For Abdelrahman Binjalloun, a Moroccan-born pharmacist who doubles as a guide, the questions were routine. Since it was inaugurated in September after a three-decade controversy — and even while it was under construction — the Great Mosque of Strasbourg has become a tourist site, a destination for school excursions and a meeting place where often-uneasy French people come face to face with their increasingly numerous Muslim neighbors.

Such coming together is not the norm in France, whose army has been dispatched to Mali to destroy bands of radical Islamists who hold 15 French citizens hostage. At home, the country’s Christian traditions have been rubbed the wrong way by a Muslim minority that is often so concentrated in certain suburban neighborhoods that veils are common and Arabic is more spoken than French.

A law banning full-face veils for women was passed two years ago, one much-discussed symptom of the unease, and right-wing political leaders have opposed mosque projects in a number of cities, including Strasbourg.

The number of Muslims in France has never been established with certainty, in part because of a law forbidding officials or researchers from asking about ethnic origins. But the Interior Ministry and mainline researchers have estimated that more than 5 million people, 8 to 10 percent of the population, were born into families of Muslim tradition.
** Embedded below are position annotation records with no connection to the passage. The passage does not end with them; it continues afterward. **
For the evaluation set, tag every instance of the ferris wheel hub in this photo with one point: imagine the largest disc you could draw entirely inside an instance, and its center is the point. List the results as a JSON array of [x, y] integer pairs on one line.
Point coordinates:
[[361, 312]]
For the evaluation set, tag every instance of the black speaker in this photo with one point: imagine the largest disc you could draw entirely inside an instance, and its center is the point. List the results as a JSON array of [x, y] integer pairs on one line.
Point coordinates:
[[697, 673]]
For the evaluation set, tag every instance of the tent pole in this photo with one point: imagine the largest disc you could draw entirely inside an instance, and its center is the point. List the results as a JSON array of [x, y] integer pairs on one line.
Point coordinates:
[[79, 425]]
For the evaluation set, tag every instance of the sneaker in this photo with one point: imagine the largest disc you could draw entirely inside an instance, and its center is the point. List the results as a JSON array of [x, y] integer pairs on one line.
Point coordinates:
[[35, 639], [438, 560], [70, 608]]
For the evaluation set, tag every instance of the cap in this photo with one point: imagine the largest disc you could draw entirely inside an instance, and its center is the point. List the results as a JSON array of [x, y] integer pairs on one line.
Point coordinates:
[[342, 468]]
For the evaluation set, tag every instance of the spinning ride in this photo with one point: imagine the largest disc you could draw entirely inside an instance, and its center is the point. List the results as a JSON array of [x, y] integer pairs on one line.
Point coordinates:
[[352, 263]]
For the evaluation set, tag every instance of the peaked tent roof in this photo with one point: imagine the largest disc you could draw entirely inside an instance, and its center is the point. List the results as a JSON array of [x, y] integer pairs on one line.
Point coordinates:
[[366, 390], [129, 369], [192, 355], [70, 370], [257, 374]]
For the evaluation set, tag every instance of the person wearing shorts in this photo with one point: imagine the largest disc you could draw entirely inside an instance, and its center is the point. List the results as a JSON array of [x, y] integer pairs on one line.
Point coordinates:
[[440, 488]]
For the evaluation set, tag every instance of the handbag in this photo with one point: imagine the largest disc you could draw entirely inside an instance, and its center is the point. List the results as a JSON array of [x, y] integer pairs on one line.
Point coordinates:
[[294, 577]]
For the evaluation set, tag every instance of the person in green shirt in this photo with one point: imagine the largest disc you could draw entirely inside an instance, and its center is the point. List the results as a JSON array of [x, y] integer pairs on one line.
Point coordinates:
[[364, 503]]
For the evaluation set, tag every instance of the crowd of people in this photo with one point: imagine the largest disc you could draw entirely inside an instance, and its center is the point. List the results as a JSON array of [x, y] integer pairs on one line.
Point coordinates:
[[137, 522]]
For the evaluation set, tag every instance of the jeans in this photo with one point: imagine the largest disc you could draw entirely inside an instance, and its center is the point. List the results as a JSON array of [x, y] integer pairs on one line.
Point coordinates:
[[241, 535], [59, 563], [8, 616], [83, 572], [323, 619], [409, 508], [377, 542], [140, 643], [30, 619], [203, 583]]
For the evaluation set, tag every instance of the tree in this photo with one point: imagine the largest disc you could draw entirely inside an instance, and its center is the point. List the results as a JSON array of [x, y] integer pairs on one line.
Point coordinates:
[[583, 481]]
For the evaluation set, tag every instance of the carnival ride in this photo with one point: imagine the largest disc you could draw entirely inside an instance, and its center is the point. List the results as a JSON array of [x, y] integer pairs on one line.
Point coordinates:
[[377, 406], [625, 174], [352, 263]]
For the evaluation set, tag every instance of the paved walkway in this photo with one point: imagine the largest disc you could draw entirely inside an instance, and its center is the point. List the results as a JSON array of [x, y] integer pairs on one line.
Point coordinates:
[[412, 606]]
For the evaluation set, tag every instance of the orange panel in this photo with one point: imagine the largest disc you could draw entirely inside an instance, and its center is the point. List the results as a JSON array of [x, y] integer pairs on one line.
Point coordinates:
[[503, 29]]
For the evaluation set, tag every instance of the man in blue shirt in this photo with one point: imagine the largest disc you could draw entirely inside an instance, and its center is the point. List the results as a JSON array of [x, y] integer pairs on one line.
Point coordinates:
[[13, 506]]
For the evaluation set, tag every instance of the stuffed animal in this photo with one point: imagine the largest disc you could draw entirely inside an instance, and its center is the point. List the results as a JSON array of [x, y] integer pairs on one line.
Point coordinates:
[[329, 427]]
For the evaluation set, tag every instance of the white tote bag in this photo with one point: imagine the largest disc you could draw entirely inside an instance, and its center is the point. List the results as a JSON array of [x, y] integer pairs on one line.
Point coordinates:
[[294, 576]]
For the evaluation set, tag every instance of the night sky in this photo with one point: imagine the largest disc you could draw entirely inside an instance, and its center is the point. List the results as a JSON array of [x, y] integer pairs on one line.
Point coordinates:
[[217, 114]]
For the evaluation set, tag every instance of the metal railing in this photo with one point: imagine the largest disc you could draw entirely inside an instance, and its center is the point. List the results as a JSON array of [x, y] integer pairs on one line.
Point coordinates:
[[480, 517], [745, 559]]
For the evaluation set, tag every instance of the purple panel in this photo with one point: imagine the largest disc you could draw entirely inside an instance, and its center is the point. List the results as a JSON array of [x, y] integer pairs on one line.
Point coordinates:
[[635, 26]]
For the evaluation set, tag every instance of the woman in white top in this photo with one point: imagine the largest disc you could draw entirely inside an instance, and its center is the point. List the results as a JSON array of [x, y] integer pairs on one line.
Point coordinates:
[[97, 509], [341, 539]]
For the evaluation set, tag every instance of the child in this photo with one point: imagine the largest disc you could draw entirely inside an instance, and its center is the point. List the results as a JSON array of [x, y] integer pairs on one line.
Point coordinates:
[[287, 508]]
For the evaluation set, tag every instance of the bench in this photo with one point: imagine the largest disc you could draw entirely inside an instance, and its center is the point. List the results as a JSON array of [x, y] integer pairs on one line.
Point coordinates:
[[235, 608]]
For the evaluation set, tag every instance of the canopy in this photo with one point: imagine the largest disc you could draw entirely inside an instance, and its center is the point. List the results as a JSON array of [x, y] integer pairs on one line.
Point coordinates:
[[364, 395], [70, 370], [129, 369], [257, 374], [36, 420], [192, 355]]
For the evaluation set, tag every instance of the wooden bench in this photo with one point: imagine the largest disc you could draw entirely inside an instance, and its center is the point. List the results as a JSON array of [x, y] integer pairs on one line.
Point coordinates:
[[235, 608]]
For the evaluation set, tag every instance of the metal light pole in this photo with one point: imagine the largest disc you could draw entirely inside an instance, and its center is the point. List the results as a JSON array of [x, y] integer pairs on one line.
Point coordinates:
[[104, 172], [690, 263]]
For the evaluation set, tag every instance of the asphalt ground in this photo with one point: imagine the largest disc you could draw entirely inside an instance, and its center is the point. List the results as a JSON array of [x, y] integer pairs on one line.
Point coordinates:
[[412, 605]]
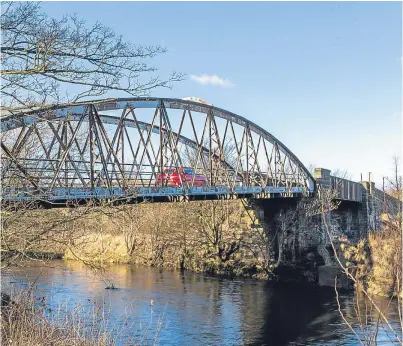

Whatever the exact tally, Muslims have become an increasingly visible part of life in France, and the $14 million Great Mosque of Strasbourg has added dramatically to that visibility.

Familiar landmark

Conceived by an Italian architect, Paolo Portoghesi, the mosque’s 14,000-square-foot prayer hall, covered by a 40-foot-wide copper dome and flanked by soaring wings designed to suggest a blooming flower, has become a familiar landmark beside a graceful curve in the Ill River, near the tourist-heavy Petite France neighborhood of Strasbourg.

More than 20,000 visitors inspected the construction site between July 2011 and July 2012. In the four months since Interior Minister Manuel Valls and Morocco’s religious affairs minister, Ahmed Toufiq, presided over the inauguration, another 10,000 have taken guided tours of the finished building and the tempo of visits is accelerating, according to Said Aalla, a Strasbourg jurist who is president of the mosque’s governing council.

As word of the mosque and its open-arms policy spreads, tourists have begun asking for directions at the Strasbourg Tourism Office, which sits in the shadow of the Middle Ages cathedral, Notre Dame of Strasbourg, that has long dominated the landscape of this much-fought-over city of 450,000 on the border between France and Germany.

Aalla said the mosque’s secondary vocation as a public monument did not evolve accidentally. He and fellow members of the governing council, he explained, decided early on that if Strasbourg’s estimated 40,000 Muslims were to live comfortably with their Christian neighbors, they had the duty to explain their religion and make it less forbidding.